I do not see a way to predict the shape of the curve in advance, despite it being a rather simple curve. Furthermore, when I plot the eccentricity of the orbit the frequencies of the curves do not align.

Would anyone know why it oscillates at this rate and amplitude?

And a side question, would anyone know some literature on the subject of circumbinary planets?

The period of the stars' orbits is likely so much shorter than the planet's orbit that from the planet's perspective the pair looks like two donuts, or toroidal-shaped masses, possibly overlapping depending on the masses and sizes.

In orbital mechanics you can think of this roughly as a single star with a really huge J2 term (gravitational quadrupole moment).

In addition to apsidal and nodal precession (which you would have seen) J2 is well known to induce oscillations in inclination. For example see J2 long-period perturbations in the inclination.

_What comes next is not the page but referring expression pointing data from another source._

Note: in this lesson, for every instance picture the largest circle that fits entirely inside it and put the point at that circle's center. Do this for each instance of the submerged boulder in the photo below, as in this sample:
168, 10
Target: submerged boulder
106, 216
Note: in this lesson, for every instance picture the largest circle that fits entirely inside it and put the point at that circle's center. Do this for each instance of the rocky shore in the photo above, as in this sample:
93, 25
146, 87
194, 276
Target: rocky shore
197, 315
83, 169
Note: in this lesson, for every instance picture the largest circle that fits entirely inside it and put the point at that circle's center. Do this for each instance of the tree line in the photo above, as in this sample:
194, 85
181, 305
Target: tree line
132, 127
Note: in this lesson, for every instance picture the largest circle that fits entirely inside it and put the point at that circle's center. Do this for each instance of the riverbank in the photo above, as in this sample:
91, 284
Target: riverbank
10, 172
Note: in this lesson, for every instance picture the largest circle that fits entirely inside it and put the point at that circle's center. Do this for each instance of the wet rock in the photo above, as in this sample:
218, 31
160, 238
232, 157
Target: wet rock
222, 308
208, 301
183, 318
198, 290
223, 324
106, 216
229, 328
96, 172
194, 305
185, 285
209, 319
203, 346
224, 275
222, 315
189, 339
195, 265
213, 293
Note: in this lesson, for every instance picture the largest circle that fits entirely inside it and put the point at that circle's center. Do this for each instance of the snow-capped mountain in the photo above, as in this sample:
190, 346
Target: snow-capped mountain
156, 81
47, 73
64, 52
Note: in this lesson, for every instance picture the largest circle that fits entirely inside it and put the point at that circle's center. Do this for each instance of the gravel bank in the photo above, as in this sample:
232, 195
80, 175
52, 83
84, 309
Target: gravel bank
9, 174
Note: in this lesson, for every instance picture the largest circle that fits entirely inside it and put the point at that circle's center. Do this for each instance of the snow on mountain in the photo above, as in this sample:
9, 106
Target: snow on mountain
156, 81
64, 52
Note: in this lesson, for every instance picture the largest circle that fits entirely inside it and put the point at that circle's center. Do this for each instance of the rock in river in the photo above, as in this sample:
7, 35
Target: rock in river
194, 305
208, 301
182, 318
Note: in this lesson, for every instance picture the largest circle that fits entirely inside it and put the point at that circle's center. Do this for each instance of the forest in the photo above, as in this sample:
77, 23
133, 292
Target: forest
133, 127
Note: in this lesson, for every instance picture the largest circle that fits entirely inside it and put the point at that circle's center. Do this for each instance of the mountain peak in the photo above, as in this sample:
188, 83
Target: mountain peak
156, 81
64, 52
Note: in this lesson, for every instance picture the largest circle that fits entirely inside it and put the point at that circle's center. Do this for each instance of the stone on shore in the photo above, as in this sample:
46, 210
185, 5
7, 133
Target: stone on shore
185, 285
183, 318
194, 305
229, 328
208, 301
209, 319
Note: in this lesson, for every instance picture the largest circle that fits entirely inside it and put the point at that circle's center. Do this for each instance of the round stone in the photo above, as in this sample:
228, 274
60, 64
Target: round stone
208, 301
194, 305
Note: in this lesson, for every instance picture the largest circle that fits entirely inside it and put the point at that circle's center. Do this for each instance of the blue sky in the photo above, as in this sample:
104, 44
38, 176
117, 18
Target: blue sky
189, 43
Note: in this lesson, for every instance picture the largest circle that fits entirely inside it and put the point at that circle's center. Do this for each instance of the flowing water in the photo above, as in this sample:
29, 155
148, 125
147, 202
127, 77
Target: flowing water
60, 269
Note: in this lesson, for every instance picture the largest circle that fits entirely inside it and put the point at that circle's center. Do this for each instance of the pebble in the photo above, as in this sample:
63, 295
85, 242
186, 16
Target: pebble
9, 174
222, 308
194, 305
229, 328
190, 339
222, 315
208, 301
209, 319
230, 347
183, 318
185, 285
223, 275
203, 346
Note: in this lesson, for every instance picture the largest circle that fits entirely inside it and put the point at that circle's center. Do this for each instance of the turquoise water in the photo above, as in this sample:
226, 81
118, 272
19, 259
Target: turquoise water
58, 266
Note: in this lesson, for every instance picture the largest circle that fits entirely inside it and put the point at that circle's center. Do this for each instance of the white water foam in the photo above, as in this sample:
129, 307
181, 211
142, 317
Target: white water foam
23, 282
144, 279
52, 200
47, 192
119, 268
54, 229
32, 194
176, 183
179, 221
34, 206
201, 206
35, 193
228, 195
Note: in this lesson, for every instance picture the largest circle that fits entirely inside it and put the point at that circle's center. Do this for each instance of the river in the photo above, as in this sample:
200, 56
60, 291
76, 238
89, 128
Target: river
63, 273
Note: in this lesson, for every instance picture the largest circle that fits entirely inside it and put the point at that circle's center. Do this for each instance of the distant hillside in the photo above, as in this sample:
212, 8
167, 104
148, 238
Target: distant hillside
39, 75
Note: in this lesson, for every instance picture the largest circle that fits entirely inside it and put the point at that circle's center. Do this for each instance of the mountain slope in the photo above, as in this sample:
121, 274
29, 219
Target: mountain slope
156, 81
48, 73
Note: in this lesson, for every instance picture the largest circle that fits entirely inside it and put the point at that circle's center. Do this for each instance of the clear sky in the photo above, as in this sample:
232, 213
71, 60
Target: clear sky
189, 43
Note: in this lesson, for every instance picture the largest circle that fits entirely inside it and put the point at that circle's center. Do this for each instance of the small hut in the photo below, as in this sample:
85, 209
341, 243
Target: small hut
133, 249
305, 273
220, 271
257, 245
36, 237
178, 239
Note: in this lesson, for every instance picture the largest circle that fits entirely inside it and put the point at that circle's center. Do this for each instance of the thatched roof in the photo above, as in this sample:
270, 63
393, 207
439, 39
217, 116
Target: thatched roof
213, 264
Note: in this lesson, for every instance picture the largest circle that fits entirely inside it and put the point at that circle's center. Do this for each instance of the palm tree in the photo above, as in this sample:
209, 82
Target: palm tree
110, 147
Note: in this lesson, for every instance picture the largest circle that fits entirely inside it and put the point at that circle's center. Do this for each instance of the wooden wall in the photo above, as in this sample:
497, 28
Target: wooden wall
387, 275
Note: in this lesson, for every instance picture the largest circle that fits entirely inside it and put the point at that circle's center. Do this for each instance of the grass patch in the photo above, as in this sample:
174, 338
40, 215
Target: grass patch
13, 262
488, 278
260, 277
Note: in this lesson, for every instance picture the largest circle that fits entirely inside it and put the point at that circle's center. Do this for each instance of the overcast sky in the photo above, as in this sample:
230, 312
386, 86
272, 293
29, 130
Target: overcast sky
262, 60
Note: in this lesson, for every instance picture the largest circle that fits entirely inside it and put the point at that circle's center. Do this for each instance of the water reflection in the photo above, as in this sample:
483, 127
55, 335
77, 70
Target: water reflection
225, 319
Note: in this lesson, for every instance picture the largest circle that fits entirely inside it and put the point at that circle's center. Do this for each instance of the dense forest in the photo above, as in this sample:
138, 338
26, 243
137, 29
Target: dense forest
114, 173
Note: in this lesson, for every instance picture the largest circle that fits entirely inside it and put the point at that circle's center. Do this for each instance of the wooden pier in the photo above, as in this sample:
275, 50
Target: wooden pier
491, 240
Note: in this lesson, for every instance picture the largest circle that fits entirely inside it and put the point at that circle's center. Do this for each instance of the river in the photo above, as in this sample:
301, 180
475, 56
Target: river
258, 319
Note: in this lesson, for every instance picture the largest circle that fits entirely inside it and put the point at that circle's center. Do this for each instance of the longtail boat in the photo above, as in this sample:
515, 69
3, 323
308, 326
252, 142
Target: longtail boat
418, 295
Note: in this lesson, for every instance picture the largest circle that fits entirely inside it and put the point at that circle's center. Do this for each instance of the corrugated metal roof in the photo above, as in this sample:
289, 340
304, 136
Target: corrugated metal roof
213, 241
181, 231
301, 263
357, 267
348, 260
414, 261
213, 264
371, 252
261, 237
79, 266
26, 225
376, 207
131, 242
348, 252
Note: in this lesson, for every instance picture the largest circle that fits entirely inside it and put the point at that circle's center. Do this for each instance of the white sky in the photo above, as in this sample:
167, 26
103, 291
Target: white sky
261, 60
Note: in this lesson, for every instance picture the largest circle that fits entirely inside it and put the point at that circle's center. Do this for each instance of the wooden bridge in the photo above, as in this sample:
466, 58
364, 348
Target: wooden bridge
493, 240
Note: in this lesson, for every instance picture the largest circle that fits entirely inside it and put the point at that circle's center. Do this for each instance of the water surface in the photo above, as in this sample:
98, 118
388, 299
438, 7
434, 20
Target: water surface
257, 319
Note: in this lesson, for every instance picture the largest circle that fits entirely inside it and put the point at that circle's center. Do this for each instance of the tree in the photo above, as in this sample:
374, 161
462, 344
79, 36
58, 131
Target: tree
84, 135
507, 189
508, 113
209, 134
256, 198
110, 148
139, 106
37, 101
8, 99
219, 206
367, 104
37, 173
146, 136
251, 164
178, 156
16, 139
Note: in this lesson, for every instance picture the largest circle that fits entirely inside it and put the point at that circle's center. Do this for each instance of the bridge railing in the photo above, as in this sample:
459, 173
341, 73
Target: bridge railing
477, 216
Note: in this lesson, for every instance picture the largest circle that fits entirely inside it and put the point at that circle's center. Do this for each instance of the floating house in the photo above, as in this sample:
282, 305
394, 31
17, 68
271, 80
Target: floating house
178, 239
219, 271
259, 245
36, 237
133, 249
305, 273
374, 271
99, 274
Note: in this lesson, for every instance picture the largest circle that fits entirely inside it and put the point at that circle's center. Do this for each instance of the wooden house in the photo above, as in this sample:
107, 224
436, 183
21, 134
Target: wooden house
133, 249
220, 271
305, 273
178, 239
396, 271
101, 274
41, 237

Also from Two-Body, J2 Perturbation & J4 Perturbation Propagators:

The solutions produced by the J2 Perturbation and J4 Perturbation propagators are approximate, based upon Keplerian mean elements. In general, forces on a satellite cause the Keplerian mean elements to drift over time (secular changes) and oscillate (usually with small amplitude). In particular, the J2 and J4 terms cause only periodic oscillations to semi-major axis, eccentricity and inclination, while producing drift in argument of perigee, right ascension and mean anomaly.